Serena and Chester Wolcott had fallen prey to the dangerous allure of other people’s children. They would learn the error of their ways soon enough. People like them always did.





2

PRACTICALLY PERFECT IN VIRTUALLY NO WAYS

THE WOLCOTTS LIVED in a house at the top of a hill in the middle of a fashionable neighborhood where every house looked alike. The homeowner’s association allowed for three colors of exterior paint (two colors too many, in the minds of many of the residents), a strict variety of fence and hedge styles around the front lawn, and small, relatively quiet dogs from a very short list of breeds. Most residents elected not to have dogs, rather than deal with the complicated process of filling out the permits and applications required to own one.

All of this conformity was designed not to strangle but to comfort, allowing the people who lived there to relax into a perfectly ordered world. At night, the air was quiet. Safe. Secure.

Save, of course, for the Wolcott home, where the silence was split by healthy wails from two sets of developing lungs. Serena sat in the dining room, staring blankly at the two screaming babies.

“You’ve had a bottle,” she informed them. “You’ve been changed. You’ve been walked around the house while I bounced you and sang that dreadful song about the spider. Why are you still crying?”

Jacqueline and Jillian, who were crying for some of the many reasons that babies cry—they were cold, they were distressed, they were offended by the existence of gravity—continued to wail. Serena stared at them in dismay. No one had told her that babies would cry all the time. Oh, there had been comments about it in the books she’d read, but she had assumed that they were simply referring to bad parents who failed to take a properly firm hand with their offspring.

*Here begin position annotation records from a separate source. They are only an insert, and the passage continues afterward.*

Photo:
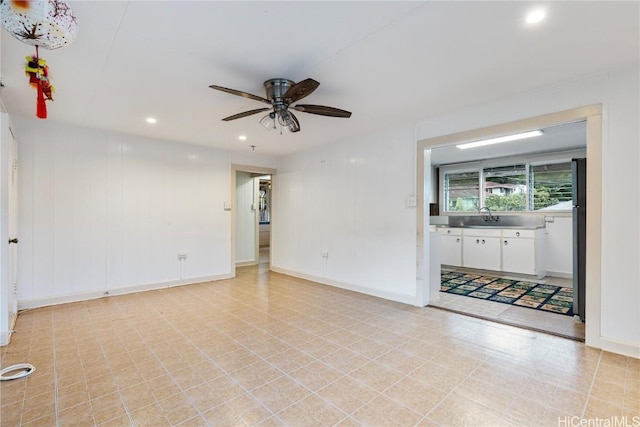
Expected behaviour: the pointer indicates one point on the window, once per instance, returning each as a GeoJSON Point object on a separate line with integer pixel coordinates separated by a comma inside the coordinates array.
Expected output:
{"type": "Point", "coordinates": [505, 188]}
{"type": "Point", "coordinates": [509, 184]}
{"type": "Point", "coordinates": [461, 190]}
{"type": "Point", "coordinates": [552, 187]}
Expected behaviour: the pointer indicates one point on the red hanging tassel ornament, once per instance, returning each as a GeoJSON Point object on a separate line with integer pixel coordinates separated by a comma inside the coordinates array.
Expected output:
{"type": "Point", "coordinates": [38, 73]}
{"type": "Point", "coordinates": [41, 107]}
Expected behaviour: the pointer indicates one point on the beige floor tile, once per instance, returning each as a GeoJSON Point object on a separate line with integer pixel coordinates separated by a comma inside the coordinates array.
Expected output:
{"type": "Point", "coordinates": [415, 395]}
{"type": "Point", "coordinates": [456, 410]}
{"type": "Point", "coordinates": [316, 375]}
{"type": "Point", "coordinates": [219, 353]}
{"type": "Point", "coordinates": [347, 394]}
{"type": "Point", "coordinates": [280, 393]}
{"type": "Point", "coordinates": [376, 376]}
{"type": "Point", "coordinates": [383, 411]}
{"type": "Point", "coordinates": [311, 411]}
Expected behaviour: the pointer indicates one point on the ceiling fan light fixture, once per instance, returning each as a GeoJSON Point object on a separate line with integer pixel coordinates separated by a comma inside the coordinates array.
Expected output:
{"type": "Point", "coordinates": [268, 121]}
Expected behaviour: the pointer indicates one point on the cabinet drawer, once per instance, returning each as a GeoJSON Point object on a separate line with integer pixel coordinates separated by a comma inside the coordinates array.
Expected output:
{"type": "Point", "coordinates": [479, 232]}
{"type": "Point", "coordinates": [510, 234]}
{"type": "Point", "coordinates": [446, 231]}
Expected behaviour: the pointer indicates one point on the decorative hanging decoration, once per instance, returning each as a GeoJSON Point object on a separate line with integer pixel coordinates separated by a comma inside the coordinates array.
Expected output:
{"type": "Point", "coordinates": [38, 73]}
{"type": "Point", "coordinates": [50, 24]}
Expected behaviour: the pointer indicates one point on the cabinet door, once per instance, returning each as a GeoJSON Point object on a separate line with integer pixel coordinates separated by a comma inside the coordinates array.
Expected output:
{"type": "Point", "coordinates": [451, 250]}
{"type": "Point", "coordinates": [519, 255]}
{"type": "Point", "coordinates": [481, 252]}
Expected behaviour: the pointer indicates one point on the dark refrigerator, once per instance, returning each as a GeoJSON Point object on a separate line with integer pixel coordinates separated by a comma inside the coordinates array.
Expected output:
{"type": "Point", "coordinates": [579, 178]}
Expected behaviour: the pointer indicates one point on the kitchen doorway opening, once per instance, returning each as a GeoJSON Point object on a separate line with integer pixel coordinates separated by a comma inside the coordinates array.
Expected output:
{"type": "Point", "coordinates": [432, 189]}
{"type": "Point", "coordinates": [252, 216]}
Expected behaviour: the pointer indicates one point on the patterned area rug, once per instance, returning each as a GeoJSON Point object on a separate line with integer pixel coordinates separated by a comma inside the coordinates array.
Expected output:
{"type": "Point", "coordinates": [551, 298]}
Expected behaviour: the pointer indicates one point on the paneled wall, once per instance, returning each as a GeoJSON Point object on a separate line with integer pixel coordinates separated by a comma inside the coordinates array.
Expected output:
{"type": "Point", "coordinates": [105, 212]}
{"type": "Point", "coordinates": [348, 201]}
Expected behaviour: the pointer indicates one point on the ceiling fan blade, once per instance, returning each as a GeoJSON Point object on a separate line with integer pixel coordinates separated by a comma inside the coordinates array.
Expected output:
{"type": "Point", "coordinates": [300, 90]}
{"type": "Point", "coordinates": [322, 110]}
{"type": "Point", "coordinates": [240, 93]}
{"type": "Point", "coordinates": [245, 114]}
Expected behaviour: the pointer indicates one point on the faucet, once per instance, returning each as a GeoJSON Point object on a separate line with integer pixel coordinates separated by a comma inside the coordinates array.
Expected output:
{"type": "Point", "coordinates": [490, 217]}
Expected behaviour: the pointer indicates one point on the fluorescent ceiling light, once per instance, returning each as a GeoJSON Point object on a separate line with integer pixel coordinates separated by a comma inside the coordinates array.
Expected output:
{"type": "Point", "coordinates": [535, 16]}
{"type": "Point", "coordinates": [500, 139]}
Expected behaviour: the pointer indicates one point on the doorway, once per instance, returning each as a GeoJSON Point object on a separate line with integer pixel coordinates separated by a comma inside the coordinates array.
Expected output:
{"type": "Point", "coordinates": [529, 184]}
{"type": "Point", "coordinates": [591, 115]}
{"type": "Point", "coordinates": [252, 216]}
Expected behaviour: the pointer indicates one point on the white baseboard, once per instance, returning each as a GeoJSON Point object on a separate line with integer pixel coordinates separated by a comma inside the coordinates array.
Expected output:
{"type": "Point", "coordinates": [5, 337]}
{"type": "Point", "coordinates": [246, 263]}
{"type": "Point", "coordinates": [559, 274]}
{"type": "Point", "coordinates": [619, 347]}
{"type": "Point", "coordinates": [402, 298]}
{"type": "Point", "coordinates": [83, 296]}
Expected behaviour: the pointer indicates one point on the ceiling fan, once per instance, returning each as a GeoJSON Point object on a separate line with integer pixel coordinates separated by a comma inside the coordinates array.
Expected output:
{"type": "Point", "coordinates": [281, 93]}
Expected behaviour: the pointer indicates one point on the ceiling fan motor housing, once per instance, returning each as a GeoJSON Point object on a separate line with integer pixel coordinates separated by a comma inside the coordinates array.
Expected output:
{"type": "Point", "coordinates": [276, 88]}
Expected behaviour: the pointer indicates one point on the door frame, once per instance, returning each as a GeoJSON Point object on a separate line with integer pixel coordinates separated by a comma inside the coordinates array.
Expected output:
{"type": "Point", "coordinates": [592, 114]}
{"type": "Point", "coordinates": [233, 195]}
{"type": "Point", "coordinates": [8, 218]}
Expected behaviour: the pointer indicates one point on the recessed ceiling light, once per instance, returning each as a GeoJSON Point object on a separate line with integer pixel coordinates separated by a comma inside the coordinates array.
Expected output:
{"type": "Point", "coordinates": [500, 139]}
{"type": "Point", "coordinates": [535, 16]}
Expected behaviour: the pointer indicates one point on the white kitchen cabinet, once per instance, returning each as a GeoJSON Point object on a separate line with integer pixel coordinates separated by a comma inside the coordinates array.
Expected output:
{"type": "Point", "coordinates": [450, 246]}
{"type": "Point", "coordinates": [481, 249]}
{"type": "Point", "coordinates": [522, 252]}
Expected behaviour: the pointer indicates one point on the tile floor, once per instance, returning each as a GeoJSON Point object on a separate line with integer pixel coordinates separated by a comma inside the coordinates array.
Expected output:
{"type": "Point", "coordinates": [268, 349]}
{"type": "Point", "coordinates": [564, 326]}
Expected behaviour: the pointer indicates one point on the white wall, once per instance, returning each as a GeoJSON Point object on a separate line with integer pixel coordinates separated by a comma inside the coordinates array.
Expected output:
{"type": "Point", "coordinates": [245, 218]}
{"type": "Point", "coordinates": [349, 199]}
{"type": "Point", "coordinates": [101, 211]}
{"type": "Point", "coordinates": [618, 91]}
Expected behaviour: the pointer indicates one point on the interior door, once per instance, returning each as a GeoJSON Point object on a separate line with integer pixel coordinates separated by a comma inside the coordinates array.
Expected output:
{"type": "Point", "coordinates": [12, 226]}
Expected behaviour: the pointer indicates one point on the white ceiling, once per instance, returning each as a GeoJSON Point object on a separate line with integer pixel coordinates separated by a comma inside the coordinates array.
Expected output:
{"type": "Point", "coordinates": [388, 62]}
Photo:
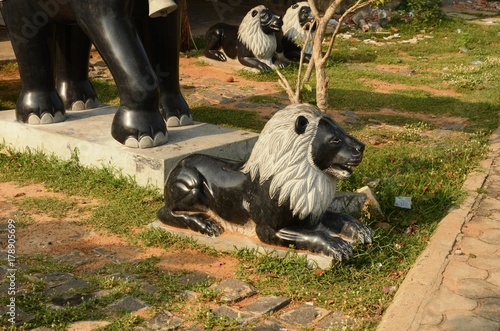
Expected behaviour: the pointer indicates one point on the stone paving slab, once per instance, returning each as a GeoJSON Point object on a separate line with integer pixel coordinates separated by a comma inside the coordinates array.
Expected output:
{"type": "Point", "coordinates": [454, 283]}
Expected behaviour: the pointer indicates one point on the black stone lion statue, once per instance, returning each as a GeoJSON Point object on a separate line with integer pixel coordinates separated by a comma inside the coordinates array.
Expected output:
{"type": "Point", "coordinates": [52, 40]}
{"type": "Point", "coordinates": [284, 189]}
{"type": "Point", "coordinates": [294, 32]}
{"type": "Point", "coordinates": [253, 42]}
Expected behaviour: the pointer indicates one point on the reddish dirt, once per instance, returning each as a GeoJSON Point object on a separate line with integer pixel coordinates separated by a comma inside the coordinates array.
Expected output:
{"type": "Point", "coordinates": [63, 236]}
{"type": "Point", "coordinates": [93, 249]}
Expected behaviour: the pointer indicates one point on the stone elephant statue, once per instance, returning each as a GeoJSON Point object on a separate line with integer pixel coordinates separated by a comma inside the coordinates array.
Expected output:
{"type": "Point", "coordinates": [52, 41]}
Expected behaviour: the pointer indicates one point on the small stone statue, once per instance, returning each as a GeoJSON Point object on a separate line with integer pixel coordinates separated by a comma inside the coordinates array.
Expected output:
{"type": "Point", "coordinates": [283, 190]}
{"type": "Point", "coordinates": [253, 42]}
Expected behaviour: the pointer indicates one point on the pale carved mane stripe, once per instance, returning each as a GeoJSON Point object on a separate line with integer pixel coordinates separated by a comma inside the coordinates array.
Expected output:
{"type": "Point", "coordinates": [292, 29]}
{"type": "Point", "coordinates": [284, 157]}
{"type": "Point", "coordinates": [250, 33]}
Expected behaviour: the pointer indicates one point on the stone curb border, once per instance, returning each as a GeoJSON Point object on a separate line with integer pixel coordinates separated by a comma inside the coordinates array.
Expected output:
{"type": "Point", "coordinates": [426, 275]}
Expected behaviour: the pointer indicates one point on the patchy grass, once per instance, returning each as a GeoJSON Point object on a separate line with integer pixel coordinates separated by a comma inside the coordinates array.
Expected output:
{"type": "Point", "coordinates": [413, 157]}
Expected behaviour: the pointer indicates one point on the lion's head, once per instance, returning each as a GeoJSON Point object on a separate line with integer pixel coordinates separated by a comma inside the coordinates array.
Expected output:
{"type": "Point", "coordinates": [257, 32]}
{"type": "Point", "coordinates": [294, 21]}
{"type": "Point", "coordinates": [302, 151]}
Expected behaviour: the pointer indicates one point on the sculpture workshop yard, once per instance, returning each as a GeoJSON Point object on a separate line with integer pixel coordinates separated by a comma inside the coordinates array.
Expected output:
{"type": "Point", "coordinates": [424, 135]}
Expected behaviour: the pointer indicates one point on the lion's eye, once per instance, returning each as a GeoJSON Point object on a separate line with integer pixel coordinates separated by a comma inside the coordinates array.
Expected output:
{"type": "Point", "coordinates": [335, 141]}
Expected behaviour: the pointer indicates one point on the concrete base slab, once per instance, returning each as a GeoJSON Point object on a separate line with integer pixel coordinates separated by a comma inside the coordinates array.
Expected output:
{"type": "Point", "coordinates": [229, 241]}
{"type": "Point", "coordinates": [88, 133]}
{"type": "Point", "coordinates": [230, 64]}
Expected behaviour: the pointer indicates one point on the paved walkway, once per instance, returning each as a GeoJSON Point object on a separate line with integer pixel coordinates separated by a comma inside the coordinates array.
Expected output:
{"type": "Point", "coordinates": [455, 283]}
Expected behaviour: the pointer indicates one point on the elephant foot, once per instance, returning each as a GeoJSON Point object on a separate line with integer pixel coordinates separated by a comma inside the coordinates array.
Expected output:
{"type": "Point", "coordinates": [40, 107]}
{"type": "Point", "coordinates": [175, 109]}
{"type": "Point", "coordinates": [146, 141]}
{"type": "Point", "coordinates": [139, 129]}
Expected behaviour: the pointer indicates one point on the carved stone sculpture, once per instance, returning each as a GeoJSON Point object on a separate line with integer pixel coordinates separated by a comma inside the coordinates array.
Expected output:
{"type": "Point", "coordinates": [52, 41]}
{"type": "Point", "coordinates": [283, 190]}
{"type": "Point", "coordinates": [294, 31]}
{"type": "Point", "coordinates": [253, 42]}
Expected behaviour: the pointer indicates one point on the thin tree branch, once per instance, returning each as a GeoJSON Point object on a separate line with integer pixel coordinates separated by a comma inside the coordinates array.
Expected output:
{"type": "Point", "coordinates": [286, 86]}
{"type": "Point", "coordinates": [359, 4]}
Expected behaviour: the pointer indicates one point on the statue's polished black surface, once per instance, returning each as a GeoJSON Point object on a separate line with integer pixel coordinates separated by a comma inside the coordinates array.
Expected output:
{"type": "Point", "coordinates": [253, 42]}
{"type": "Point", "coordinates": [285, 187]}
{"type": "Point", "coordinates": [52, 40]}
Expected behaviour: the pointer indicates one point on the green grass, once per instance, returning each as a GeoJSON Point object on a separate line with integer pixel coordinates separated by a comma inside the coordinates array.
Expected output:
{"type": "Point", "coordinates": [411, 158]}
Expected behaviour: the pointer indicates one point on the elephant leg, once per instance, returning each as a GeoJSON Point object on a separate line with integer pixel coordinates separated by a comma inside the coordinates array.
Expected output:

“Can’t you shut them up?” demanded Chester from behind her. She didn’t have to turn to know that he was standing in the doorway in his dressing gown, scowling at all three of them—as if it were somehow her fault that babies seemed designed to scream without cease! He had been complicit in the creation of their daughters, but now that they were here, he wanted virtually nothing to do with them.

“I’ve been trying,” she said. “I don’t know what they want, and they can’t tell me. I don’t … I don’t know what to do.”

Chester had not slept properly in three days. He was starting to fear the moment when it would impact his work and catch the attention of the partners, painting him and his parenting abilities in a poor light. Perhaps it was desperation, or perhaps it was a moment of rare and impossible clarity.

“I’m calling my mother,” he said.

Chester Wolcott was the youngest of three children: by the time he had come along, the mistakes had been made, the lessons had been learned, and his parents had been comfortable with the process of parenting. His mother was an unforgivably soppy, impractical woman, but she knew how to burp a baby, and perhaps by inviting her now, while Jacqueline and Jillian were too young to be influenced by her ideas about the world, they could avoid inviting her later, when she might actually do some damage.

Serena would normally have objected to the idea of her mother-in-law invading her home, setting everything out of order. With the babies screaming and the house already in disarray, all she could do was nod.

Chester made the call first thing in the morning.

Louise Wolcott arrived on the train eight hours later.

By the standards of anyone save for her ruthlessly regimented son, Louise was a disciplined, orderly woman. She liked the world to make sense and follow the rules. By the standards of her son, she was a hopeless dreamer. She thought the world was capable of kindness; she thought people were essentially good and only waiting for an opportunity to show it.